The second article by Parrish highlights a little known technique schools use to get players onto their campus. They are called Elite Camps. What the school does is hold a camp for 15-20 players that they are recruiting, and hire the player's summer league coaches to give a speech. It doesn't matter what it is about, because the only reason they are hired is to get the players to come to the camp. Let me explain. Let's say I am living in DC and coaching a team with two top recruits on it. UCLA (a school the players would never be able to afford to visit on their own) will pay me, say, $5,000 to come give a speech at their elite camp, with the (unwritten) understanding that a portion of that money is to be used to get the players to LA. This is all legal, apparently (Billy Donovan is even quoted in the article - he says some interesting things as well).
Now I know what you're thinking: How exactly is this legal?

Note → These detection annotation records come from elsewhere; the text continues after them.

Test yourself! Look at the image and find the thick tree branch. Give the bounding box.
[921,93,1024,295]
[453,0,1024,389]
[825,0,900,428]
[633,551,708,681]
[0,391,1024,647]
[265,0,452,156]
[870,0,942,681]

Answer: It's legal because the NCAA does not regulate who universities hire to work summer camps, meaning Oklahoma State's Travis Ford could hire my uncle or John Wall's AAU coach to work his camp, and there's no NCAA guideline preventing him from doing it.
Furthermore, the NCAA can't regulate how much AAU coaches can be paid for working a camp any more than it can regulate how much Louisville pays Rick Pitino for doing a radio show or how much Washington spends on pregame meals. Everything is OK as long as the pay is consistent -- meaning Oklahoma State is in the clear provided it pays every AAU coach who works a camp roughly the same amount, regardless of whether the pay is $500, $2,500 or $5,000.
(It's also worth noting there is nothing preventing a school from hiring the same AAU coach to work five different camps in one summer. In that case, a $5,000 payday for one afternoon of talking could turn into a $25,000 windfall for five afternoons of talking, and do you see how this is a slippery slope?